VATICAN CITY — Pope John Paul II has marked the 100th anniversary of Rome’s great synagogue by deploring the Holocaust and appealing to Jews, Christians and Muslims to work together in brotherhood for peace in the Middle East.
“We share the values for the defense of life and of the dignity of every human person,” the pope said in a message May 23 to Chief Rabbi Riccardo Di Segni. “Our fraternal cooperation can grow in concrete ways.”
John Paul, who paid a historic visit to the synagogue on April 13, 1986, declined an invitation to attend Sunday’s anniversary ceremony. The Vatican told Di Segni that the pope wanted his 1986 visit — the first ever made by a Roman Catholic pontiff to a synagogue — to remain unique.
Some 12,500 of Italy’s 26,000 Jews live in Rome where Jews first settled some 2,100 years ago following the revolt of the Maccabees in Palestine.
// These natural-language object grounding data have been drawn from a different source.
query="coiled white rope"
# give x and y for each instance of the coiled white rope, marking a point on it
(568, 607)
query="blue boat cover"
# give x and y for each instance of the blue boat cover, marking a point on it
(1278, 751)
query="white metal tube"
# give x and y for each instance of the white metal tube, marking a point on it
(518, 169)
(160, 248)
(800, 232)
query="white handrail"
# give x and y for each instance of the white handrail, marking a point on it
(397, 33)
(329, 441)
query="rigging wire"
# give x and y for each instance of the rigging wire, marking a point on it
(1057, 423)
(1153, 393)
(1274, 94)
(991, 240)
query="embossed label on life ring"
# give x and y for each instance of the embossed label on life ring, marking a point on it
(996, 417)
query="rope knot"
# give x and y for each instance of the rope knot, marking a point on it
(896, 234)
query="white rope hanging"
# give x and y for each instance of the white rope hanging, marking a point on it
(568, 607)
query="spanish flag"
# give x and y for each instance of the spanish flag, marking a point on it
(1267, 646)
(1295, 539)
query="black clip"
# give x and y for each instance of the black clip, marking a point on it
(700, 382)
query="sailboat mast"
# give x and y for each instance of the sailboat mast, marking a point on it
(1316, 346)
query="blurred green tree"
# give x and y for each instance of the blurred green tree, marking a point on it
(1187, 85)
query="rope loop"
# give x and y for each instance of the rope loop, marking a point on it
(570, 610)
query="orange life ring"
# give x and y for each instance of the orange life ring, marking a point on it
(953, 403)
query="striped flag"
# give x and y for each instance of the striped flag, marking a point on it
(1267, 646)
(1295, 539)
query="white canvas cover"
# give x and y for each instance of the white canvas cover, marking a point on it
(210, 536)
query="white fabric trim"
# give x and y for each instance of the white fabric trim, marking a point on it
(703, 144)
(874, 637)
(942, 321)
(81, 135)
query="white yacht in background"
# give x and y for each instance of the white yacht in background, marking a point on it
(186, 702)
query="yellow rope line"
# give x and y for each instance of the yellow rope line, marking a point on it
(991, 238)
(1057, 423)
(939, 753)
It is the oldest permanent Jewish community in the West.
The synagogue, built in imposing Assyrian-Babylonian style with a large gray dome, stands on land facing the Tiber River, which was part of the ghetto in which Jews were enclosed until the mid-19th century. In October 1982, it was the scene of an attack by Palestinian gunmen, who killed a young boy in a crowd of worshipers leaving a service.